Telekom Kein Netz für alle

Die Telekom muss ihr neues Supernetz öffnen - doch die Verhandlungen mit der Konkurrenz gestalten sich offenbar schwierig. Festnetzanbieter Arcor will den Druck auf die Telekom erhöhen - und ruft die Regulierungsbehörde an.

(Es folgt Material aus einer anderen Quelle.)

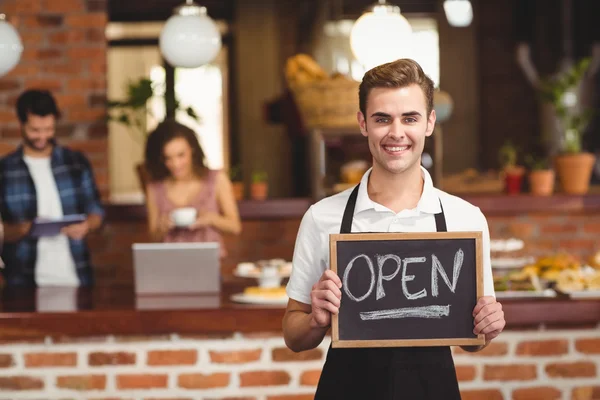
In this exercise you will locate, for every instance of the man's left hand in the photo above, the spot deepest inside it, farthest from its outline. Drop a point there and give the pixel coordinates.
(489, 318)
(76, 231)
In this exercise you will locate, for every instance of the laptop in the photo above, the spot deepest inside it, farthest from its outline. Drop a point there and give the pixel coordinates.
(177, 268)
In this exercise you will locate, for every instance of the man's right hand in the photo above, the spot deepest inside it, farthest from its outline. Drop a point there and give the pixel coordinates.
(325, 299)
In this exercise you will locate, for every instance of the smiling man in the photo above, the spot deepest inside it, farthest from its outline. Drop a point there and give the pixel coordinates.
(395, 195)
(43, 179)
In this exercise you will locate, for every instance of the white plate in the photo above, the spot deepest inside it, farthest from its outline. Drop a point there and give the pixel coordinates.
(584, 294)
(253, 299)
(525, 294)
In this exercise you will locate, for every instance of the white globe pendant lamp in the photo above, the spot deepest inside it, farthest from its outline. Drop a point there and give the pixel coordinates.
(190, 38)
(11, 46)
(459, 13)
(381, 35)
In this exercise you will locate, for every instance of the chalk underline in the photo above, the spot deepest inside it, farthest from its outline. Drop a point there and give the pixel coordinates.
(407, 312)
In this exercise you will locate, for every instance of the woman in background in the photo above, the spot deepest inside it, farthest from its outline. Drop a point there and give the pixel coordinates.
(180, 179)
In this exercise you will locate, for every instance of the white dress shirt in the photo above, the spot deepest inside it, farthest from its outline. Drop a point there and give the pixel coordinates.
(311, 253)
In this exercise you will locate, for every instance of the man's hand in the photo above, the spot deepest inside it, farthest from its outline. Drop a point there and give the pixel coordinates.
(489, 318)
(76, 231)
(325, 299)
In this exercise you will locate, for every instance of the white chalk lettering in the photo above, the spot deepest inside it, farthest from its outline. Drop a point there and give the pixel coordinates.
(347, 272)
(380, 261)
(436, 268)
(408, 278)
(407, 312)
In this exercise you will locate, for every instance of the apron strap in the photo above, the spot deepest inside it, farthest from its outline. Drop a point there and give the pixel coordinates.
(349, 211)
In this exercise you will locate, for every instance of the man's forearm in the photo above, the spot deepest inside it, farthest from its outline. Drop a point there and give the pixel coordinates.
(298, 333)
(94, 222)
(13, 232)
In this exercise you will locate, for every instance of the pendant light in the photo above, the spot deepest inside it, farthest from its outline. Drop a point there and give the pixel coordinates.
(459, 13)
(381, 35)
(11, 46)
(190, 38)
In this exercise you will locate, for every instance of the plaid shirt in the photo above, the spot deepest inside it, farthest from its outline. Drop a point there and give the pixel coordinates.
(78, 194)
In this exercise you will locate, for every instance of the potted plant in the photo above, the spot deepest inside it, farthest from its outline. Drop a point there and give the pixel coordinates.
(513, 173)
(259, 187)
(133, 112)
(237, 183)
(541, 175)
(573, 165)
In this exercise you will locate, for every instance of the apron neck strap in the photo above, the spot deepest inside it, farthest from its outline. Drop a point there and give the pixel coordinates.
(440, 219)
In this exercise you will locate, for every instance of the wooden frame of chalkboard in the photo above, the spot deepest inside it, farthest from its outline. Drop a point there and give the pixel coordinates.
(429, 324)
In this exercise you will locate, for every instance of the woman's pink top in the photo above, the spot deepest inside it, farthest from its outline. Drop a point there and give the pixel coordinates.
(205, 201)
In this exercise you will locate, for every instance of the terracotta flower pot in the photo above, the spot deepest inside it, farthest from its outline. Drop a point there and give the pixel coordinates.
(238, 190)
(541, 182)
(575, 172)
(259, 190)
(513, 179)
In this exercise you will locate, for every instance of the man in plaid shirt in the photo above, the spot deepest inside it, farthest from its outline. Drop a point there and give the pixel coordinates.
(44, 180)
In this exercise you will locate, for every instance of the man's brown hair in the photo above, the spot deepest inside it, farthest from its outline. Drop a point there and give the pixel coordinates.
(396, 74)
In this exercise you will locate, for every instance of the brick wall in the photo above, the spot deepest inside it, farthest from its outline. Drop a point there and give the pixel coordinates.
(111, 249)
(519, 365)
(64, 52)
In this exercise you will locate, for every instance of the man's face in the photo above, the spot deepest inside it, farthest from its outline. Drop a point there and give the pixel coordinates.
(396, 126)
(38, 132)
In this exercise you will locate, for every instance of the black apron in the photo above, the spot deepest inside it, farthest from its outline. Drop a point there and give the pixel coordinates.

Bonn - Die Telekom hat ihr neues VDSL-Netz der Konkurrenz öffnen müssen, so wollte es die Bundesnetzagentur. Doch in der Praxis scheint sich der Zugang zu diesem Hochgeschwindigkeitsnetz schwierig zu gestalten, beklagen die Konkurrenten.

Allen voran Arcor. Der Rivale der Telekom auf dem Markt der Festnetzanschlüsse sieht den Zugang ungeklärt, will nun die Bundesnetzagentur zu einem Machtwort bringen. "Anfang Oktober solle ein Schreiben an die Bundesnetzagentur gehen, so der Sprecher Stephan Albers. Arcor habe inzwischen die Verhandlungen mit der Telekom für gescheitert erklärt.

Erst habe die Telekom sich ein halbes Jahr Zeit gelassen, bis es zu einem Treffen im August kam. Dann lehnte das Unternehmen ab, Arcor in das Netz zu lassen. Arcor hatte gefordert, entweder die Lichtwellenleiter der Telekom mitbenutzen oder aber eigene Leitungen in die vorhandenen Rohre des Ex-Monopolisten legen zu können. Darüber hinaus verlangt das Unternehmen Zugang zu den so genannten Kabelverzweiger hinein, also den Verteilerkästen, in die hinein die Telekom ihr bestehendes Glasfasernetz erweitert hat. "Der Konzern hat hier kein Entgegenkommen gezeigt. Deswegen schalten wir jetzt den Regulierer ein", sagte Albers. Auch Hansenet, ein lokaler Anbieter, beendete die Gespräche mit der Telekom und erwägt, die Bundesnetzagentur oder das Bundeskartellamt anzurufen.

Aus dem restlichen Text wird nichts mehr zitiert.